第8話 料理人・神名咲

「夢?」

 唐突な咲の言葉に、アーキーは聞き返す。

「どういうことだ?」

「それが……」

 咲は、昨日見た夢の内容を話す。人がたくさん溢れる厨房、ひときわ目立つ老齢の男、やがて色が抜け、男は一人、厨房に立っている――

 話している途中から、咲は、自分は何を言っているのだろうと思った。こんな突拍子もないことを言われても、アーキーが困るだけだ、と。

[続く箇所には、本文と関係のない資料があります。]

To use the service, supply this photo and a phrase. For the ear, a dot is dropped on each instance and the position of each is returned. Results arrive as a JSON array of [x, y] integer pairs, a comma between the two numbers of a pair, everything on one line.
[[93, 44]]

 しかし当のアーキーは、咲が言うことをバカにするでも笑い飛ばすでもなく、ただ真剣に聞き、ついには何やら考えこんでしまった。

「……そうか、そんな夢を」

「はい。あの、あまり気にしないでください。ただの夢ですし」

 咲は言うがアーキーは「そうだな」とは言わない。

「いや、ただの夢とは言い切れない」

「えっ?」

「もしかすると――」

 と、アーキーの言葉を遮るように、客席の方から賑やかな声が聞こえてきた。

「カフェ、満席で残念だったねえ」

「また今度行きましょう。今度は朝早くに行った方がよさそうね」

「私何飲もうかなあ」

「ソアさん、今日は何を買ったんです?」

「この本、新刊が出てたんだ」

 どうやらほかの面々が帰ってきたようだ。アーキーは続きを話したそうにしていたが、それは諦め、厨房を出た。咲も気になりながら、後に続く。

「早かったな」

「どこもかしこも人が多くて、戻ってきた」

 三人娘たちはショッピングを満喫したようで、両手いっぱいに荷物を抱えている。それでも疲れた様子が見えないので、咲は思わず感心してしまった。仕事はいくらでもできるが、ショッピングに対する持久力がないのが咲だ。

「ねえ、料理長。私たち帰りに話してたんですけど」

 そう言いだしたのはシイナだ。五人は目配せし、シイナが代表して口を開いた。

「サキさん、うちで雇ってあげたらどうです?」

 その言葉に、咲とアーキーは目をぱちくりとさせ、思わず顔を見合わせる。二人が何も返事をしないでいると、シイナは続けた。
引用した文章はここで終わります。